A Guerra
dos Browsers
A Netscape nunca teve
tempo para ser complacente ou para permitir um mínimo (humano) de descanso ao batalhão
de jovens programadores que asseguraram o desenvolvimento da sua linha de produtos (alguns
dos quais, naturalmente, se tornaram milionários no processo).
Desde o dia da criação da empresa que
havia uma sombra no horizonte: uma multinacional chamada Microsoft. Se a Netscape desse certo, o mais provável era a Microsoft
perceber definitivamente o potencial da Internet e começar a desenvolver as suas
próprias soluções. Para a eventualidade de isso acontecer, era essencial não parar
para descansar, avançar ao ritmo mais alucinante possível e marcar esse ritmo, de modo a
ficar sempre em frente.
O problema principal para a Netscape foi que a
empresa teve realmente demasiado sucesso e Bill Gates foi capaz de virar a sua empresa
para a Internet, investindo centenas de milhões de dólares na aposta. Os gestores da
Microsoft acabaram por entender que a Internet iria condicionar todo o futuro das
Tecnologias de Informação e que a Microsoft teria de se adaptar ou enfrentar a
possibilidade insuportável de vir a ser uma empresa secundária no futuro. Em 1994 houve
dúvidas inocentes sobre a capacidade da Microsoft de se adaptar, em primeiro lugar; e de
dominar o panorama do desenvolvimento de soluções para a Internet, em segundo lugar.

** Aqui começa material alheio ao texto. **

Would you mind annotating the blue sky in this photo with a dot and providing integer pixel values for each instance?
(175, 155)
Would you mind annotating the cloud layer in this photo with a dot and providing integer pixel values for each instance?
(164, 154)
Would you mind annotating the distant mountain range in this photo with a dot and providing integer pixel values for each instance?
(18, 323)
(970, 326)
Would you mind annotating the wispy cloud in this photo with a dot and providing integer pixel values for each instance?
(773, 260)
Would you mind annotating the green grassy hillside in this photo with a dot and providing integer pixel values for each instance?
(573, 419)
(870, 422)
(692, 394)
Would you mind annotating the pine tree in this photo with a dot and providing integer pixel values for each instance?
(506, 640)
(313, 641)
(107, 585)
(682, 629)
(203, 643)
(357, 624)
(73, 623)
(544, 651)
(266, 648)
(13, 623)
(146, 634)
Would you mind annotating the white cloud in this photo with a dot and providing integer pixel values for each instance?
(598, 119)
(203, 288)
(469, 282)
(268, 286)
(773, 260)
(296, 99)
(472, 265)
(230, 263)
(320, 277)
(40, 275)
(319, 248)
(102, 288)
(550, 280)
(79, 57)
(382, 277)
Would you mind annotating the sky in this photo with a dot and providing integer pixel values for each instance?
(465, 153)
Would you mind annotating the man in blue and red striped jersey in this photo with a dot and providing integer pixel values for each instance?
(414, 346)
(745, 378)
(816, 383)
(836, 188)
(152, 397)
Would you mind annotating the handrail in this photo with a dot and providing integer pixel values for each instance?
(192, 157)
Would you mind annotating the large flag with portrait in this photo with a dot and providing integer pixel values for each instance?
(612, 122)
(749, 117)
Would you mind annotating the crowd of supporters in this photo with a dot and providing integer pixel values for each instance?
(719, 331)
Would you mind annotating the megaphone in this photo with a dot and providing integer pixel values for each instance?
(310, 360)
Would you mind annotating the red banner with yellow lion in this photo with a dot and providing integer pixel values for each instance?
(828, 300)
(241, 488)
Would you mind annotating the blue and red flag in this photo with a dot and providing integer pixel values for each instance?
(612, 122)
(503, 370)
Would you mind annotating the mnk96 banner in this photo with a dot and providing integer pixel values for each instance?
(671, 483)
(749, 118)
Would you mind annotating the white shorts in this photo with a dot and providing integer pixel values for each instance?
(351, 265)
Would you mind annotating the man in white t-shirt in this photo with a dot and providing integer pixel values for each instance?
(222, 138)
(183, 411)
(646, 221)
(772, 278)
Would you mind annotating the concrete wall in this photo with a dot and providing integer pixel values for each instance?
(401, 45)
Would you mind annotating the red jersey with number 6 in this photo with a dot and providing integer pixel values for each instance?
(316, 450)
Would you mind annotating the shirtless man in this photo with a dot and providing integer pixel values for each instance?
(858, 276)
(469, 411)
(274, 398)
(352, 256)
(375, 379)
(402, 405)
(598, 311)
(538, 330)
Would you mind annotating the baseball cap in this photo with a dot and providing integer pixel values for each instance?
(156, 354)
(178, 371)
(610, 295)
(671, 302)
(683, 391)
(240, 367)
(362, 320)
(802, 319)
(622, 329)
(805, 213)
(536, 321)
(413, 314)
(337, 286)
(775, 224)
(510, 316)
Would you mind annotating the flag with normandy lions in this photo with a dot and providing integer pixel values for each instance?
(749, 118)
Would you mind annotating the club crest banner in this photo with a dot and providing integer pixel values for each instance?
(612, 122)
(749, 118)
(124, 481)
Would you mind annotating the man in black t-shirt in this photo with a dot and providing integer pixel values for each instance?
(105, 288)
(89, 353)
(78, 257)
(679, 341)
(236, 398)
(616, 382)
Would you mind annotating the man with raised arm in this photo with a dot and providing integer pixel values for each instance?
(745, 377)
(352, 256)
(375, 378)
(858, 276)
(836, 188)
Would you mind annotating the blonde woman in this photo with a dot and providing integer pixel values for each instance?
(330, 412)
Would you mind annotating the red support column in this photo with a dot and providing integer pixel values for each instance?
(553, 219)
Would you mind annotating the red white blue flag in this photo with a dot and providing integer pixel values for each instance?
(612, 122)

As dúvidas não duraram muitos meses. A
empresa de Redmond tinha, como tem, uma disponibilidade financeira única no mundo e usou-a como
só ela sabe. Por outro lado, ao longo dos anos, a Microsoft havia desenvolvido uma
técnica única para deglutir adversários, técnica essa que conseguiu usar com máximo
efeito contra a Netscape: "Embrace and Extend in a market framework of FUD".
"Embrace" quer dizer conseguir oferecer
um produto com todas as caracetrísticas do seu principal rival no mercado.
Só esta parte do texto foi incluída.